Many privately-owned SMBs are no doubt grateful that, unlike their larger public counterparts, they do not have to engage in a baffling array of complex and costly exercises to satisfy the requirements of Sarbanes-Oxley and other regulations.
However, perhaps they should spend less time thanking their lucky stars and more time assessing their security policies -- or lack thereof.
"Regulatory compliance inherently makes enterprises more secure," says an analyst with security advisor MessageLabs in a recent internetnews.com article. The flip side, of course, is that companies without compliance programs often give short shrift to security.
According to MessageLabs, just 53 percent of SMBs have appropriate security policies in place, compared to 69 percent of larger firms. Fraudsters are aware of this, says MessageLabs, leading to "an increase in targeted attacks on small businesses because they have less security in place."
MessageLabs, natch, is launching a service it says can help. The Small Business Security Clinic and Makeover is referred to in the internetnews.com article as "a kind of IT security toolkit of resources and education."
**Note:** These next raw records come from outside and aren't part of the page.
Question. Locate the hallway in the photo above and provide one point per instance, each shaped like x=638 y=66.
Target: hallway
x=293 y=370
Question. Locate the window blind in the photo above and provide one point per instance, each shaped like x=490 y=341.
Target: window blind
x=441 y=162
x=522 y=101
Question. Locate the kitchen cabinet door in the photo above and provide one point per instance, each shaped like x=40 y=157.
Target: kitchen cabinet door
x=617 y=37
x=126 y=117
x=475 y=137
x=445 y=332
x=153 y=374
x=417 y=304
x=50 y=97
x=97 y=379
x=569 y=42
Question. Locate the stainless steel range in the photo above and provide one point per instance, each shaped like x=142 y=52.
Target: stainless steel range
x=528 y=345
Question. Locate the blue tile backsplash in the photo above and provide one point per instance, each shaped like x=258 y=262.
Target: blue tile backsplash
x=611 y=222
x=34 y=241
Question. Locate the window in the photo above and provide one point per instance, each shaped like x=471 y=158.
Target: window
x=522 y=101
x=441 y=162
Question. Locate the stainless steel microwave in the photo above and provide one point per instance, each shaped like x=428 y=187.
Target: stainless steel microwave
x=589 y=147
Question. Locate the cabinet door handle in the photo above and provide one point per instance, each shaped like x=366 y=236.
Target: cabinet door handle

We're not sure where such a toolkit fits in, but SMBs generally have three options for security: hardware/software appliances, a software-only approach in which security functions are bundled with other applications or outsourcing the security function. The software-only approach typically makes the least sense for SMBs, according to a Processor article.
Obviously, different approaches may be required for different security tasks. According to the article, SMBs must weigh the desired level of control, the amount of maintenance required and ability of in-house staff to perform security tasks.